Post-Traumatic Stress Disorder (PTSD) is increasingly prevalent among Veterans characterized by recurrent nightmare and disrupted sleep. Veterans with PTSD also have a high prevalence of obstructive sleep apnea (OSA) and untreated OSA worsens the sleep-related symptoms of PTSD. In our study, we hypothesized that among PTSD-afflicted Veterans with OSA, CPAP therapy may reduce the frequency of nightmares and a better CPAP compliance may be associated with increased symptom improvement.
We retrospectively reviewed medical records to identify OSA patients treated in a VA medical center who also carried a diagnosis of PTSD (n = 69). Data about patient characteristics and polysomnographic findings were extracted. Repeated-measures t-tests were performed, comparing mean nightmare frequency and Epworth sleepiness score (ESS) before and after CPAP treatment. Multiple linear regressions were done to identify factors predicting CPAP compliance. A logistic regression analysis was also done to estimate the odds of subjective improvement in PTSD symptoms with CPAP.
CPAP therapy reduced the mean ESS from 14.62 to 8.52 (p < 0.001) and the mean number of nightmares per week from 10.32 to 5.26 (p < 0.01).

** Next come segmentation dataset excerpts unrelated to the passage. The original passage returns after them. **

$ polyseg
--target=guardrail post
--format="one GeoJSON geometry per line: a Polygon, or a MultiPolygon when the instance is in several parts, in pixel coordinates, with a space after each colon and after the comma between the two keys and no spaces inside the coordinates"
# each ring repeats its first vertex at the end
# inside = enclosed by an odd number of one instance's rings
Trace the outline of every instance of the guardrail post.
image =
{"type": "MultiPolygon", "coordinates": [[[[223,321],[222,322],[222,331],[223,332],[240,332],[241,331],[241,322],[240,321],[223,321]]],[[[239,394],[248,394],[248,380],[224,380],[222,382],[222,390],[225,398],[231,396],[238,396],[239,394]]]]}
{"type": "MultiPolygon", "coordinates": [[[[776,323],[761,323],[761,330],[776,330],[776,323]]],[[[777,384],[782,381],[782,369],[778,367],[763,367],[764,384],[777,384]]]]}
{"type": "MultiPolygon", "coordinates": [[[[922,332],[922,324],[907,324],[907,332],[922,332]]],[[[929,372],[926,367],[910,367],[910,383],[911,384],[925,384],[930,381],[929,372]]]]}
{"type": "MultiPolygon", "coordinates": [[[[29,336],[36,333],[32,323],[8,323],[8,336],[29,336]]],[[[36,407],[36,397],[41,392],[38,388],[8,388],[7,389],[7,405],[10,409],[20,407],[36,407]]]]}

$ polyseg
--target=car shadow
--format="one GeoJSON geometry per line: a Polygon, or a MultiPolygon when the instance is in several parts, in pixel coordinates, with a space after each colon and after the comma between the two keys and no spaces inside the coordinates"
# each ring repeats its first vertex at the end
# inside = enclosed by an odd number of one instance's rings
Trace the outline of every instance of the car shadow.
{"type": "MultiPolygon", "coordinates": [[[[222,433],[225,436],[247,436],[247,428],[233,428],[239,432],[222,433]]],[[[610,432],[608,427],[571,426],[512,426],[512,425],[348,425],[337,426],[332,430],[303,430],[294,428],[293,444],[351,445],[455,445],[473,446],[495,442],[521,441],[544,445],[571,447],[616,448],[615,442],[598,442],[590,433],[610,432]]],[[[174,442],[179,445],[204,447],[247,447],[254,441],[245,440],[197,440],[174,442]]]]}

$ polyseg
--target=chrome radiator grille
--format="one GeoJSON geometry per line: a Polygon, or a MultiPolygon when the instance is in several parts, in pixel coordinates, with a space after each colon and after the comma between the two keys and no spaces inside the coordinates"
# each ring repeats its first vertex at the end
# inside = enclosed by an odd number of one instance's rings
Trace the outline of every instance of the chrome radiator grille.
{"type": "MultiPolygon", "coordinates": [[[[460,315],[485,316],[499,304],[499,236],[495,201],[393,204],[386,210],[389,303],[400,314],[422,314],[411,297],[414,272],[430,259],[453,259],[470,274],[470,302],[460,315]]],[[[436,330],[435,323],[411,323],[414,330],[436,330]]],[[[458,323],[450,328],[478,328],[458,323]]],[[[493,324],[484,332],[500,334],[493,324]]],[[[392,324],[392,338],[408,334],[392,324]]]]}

Reduced nightmare frequency after CPAP treatment was best predicted by CPAP compliance (p < 0.001). Every 10% increase in CPAP compliance almost doubled the odds of benefitting by CPAP (odds ratio = 1.92, 95% CI = 1.47-2.5)
In Veterans with PTSD and OSA, CPAP therapy reduces PTSD-associated nightmares and improves overall PTSD symptoms. We recommend that all PTSD patients should be screened clinically for symptoms of OSA and receive CPAP treatment whenever possible to improve PTSD symptoms.
Tamanna S, Parker JD, Lyons J, Ullah MI. The effect of continuous positive air pressure (CPAP) on nightmares in patients with posttraumatic stress disorder (PTSD) and obstructive sleep apnea (OSA). J Clin Sleep Med 2014;10(6):631-636.